Mori Greg, Malik Jitendra
School of Computing Science, Simon Fraser University, Burnaby, BC V5A 1S6, Canada.
IEEE Trans Pattern Anal Mach Intell. 2006 Jul;28(7):1052-62. doi: 10.1109/TPAMI.2006.149.
The problem we consider in this paper is to take a single two-dimensional image containing a human figure, locate the joint positions, and use these to estimate the body configuration and pose in three-dimensional space. The basic approach is to store a number of exemplar 2D views of the human body in a variety of different configurations and viewpoints with respect to the camera. On each of these stored views, the locations of the body joints (left elbow, right knee, etc.) are manually marked and labeled for future use. The input image is then matched to each stored view, using the technique of shape context matching in conjunction with a kinematic chain-based deformation model. Assuming that there is a stored view sufficiently similar in configuration and pose, the correspondence process will succeed. The locations of the body joints are then transferred from the exemplar view to the test shape. Given the 2D joint locations, the 3D body configuration and pose are then estimated using an existing algorithm. We can apply this technique to video by treating each frame independently--tracking just becomes repeated recognition. We present results on a variety of data sets.

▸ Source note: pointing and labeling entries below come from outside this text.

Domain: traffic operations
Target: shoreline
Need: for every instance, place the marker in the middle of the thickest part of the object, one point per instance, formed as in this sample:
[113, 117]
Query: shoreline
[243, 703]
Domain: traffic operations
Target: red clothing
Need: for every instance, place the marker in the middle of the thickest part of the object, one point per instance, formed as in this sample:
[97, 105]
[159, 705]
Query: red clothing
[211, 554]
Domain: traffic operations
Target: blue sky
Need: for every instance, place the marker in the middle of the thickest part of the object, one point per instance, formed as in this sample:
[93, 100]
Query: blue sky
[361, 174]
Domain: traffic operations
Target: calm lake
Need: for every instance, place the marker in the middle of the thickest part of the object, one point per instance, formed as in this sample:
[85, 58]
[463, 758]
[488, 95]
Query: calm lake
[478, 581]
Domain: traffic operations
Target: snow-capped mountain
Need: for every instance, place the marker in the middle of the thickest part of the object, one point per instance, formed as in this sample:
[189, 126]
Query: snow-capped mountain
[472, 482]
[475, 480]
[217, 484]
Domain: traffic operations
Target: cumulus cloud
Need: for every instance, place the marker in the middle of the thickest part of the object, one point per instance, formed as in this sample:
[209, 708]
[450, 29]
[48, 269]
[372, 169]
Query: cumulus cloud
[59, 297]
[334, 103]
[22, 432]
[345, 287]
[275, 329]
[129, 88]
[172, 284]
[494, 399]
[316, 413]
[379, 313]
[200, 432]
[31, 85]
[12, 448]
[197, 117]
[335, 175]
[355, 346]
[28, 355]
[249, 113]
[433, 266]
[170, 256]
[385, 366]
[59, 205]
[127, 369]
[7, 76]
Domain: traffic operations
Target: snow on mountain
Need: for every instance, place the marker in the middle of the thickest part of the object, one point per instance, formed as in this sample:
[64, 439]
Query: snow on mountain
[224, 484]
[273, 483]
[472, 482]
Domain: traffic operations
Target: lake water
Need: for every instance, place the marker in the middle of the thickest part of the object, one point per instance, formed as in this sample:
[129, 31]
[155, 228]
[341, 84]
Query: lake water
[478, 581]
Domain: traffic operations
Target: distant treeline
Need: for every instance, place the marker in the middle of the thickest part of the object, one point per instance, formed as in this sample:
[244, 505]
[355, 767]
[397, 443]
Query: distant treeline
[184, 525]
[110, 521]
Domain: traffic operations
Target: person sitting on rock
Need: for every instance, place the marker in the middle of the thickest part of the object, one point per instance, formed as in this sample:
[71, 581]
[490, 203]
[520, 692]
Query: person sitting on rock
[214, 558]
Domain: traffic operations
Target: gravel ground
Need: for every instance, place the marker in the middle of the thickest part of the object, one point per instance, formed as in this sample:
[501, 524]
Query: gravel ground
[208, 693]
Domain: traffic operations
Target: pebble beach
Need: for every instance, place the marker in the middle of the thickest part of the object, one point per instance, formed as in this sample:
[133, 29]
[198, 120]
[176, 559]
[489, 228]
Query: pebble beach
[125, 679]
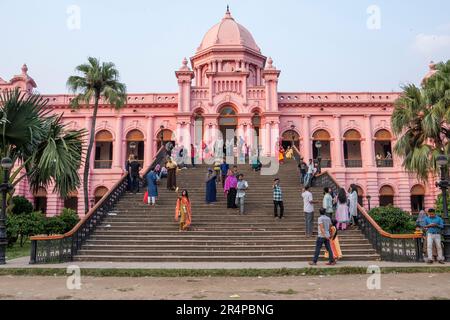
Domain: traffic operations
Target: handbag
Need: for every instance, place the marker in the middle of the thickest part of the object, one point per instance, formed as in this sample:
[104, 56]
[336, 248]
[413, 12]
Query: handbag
[145, 200]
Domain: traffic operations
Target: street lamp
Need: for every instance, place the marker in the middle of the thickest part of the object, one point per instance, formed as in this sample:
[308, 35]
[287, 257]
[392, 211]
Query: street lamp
[5, 187]
[319, 156]
[443, 184]
[368, 197]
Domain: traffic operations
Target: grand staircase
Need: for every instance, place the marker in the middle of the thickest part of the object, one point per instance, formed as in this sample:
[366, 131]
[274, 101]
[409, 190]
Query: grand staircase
[136, 232]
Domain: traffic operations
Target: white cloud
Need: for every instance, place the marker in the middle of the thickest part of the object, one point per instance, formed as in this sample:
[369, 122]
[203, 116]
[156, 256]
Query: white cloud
[432, 45]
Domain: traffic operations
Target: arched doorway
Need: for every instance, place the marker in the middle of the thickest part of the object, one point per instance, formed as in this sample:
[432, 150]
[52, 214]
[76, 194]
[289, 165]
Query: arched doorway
[383, 149]
[103, 150]
[71, 202]
[228, 123]
[40, 200]
[325, 151]
[199, 132]
[256, 124]
[135, 145]
[291, 138]
[165, 136]
[417, 198]
[99, 194]
[386, 196]
[360, 195]
[352, 149]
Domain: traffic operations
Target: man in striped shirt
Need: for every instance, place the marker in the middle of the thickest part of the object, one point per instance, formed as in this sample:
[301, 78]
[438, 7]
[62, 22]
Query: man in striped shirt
[278, 199]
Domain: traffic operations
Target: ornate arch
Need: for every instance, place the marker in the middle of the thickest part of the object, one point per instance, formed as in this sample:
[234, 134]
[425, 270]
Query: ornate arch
[384, 185]
[131, 128]
[321, 128]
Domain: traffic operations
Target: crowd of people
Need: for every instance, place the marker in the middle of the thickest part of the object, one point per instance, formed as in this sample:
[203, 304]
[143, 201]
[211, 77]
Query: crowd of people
[338, 210]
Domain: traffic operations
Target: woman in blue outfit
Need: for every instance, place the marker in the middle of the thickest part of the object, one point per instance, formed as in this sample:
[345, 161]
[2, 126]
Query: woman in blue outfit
[211, 190]
[152, 187]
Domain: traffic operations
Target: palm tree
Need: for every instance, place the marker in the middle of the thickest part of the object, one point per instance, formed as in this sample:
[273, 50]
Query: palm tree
[420, 121]
[97, 80]
[43, 149]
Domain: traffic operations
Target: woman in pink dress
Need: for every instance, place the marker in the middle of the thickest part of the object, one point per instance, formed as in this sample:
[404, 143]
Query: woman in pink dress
[342, 212]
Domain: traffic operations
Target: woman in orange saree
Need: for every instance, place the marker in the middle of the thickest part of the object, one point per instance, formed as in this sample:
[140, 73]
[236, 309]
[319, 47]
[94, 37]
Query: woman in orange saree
[334, 244]
[183, 211]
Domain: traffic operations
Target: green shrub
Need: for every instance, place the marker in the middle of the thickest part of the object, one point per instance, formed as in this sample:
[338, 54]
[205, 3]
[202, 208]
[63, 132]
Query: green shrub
[21, 205]
[393, 220]
[440, 205]
[12, 229]
[23, 226]
[70, 219]
[54, 225]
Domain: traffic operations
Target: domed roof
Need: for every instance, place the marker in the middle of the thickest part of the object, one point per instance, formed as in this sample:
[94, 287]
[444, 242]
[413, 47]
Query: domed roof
[228, 33]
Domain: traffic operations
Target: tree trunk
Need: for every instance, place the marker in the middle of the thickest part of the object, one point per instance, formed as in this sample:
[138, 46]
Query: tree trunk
[88, 156]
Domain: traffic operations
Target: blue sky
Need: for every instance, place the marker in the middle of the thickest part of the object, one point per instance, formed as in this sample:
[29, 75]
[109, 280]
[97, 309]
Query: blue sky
[318, 45]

我们在本文中所考虑的问题是,获取一张包含人体的二维图像,定位关节位置,并利用这些位置来估计三维空间中的身体结构和姿态。基本方法是存储人体在相对于相机的各种不同结构和视角下的多个二维示例视图。在这些存储的视图中的每一个上,手动标记并标注身体关节(左肘、右膝等)的位置以供后续使用。然后,使用形状上下文匹配技术结合基于运动链的变形模型,将输入图像与每个存储视图进行匹配。假设存在一个在结构和姿态上足够相似的存储视图,对应过程将会成功。然后将身体关节的位置从示例视图转移到测试形状上。给定二维关节位置后,使用现有算法估计三维身体结构和姿态。我们可以通过独立处理每一帧将此技术应用于视频——跟踪就变成了重复识别。我们展示了在各种数据集上的结果。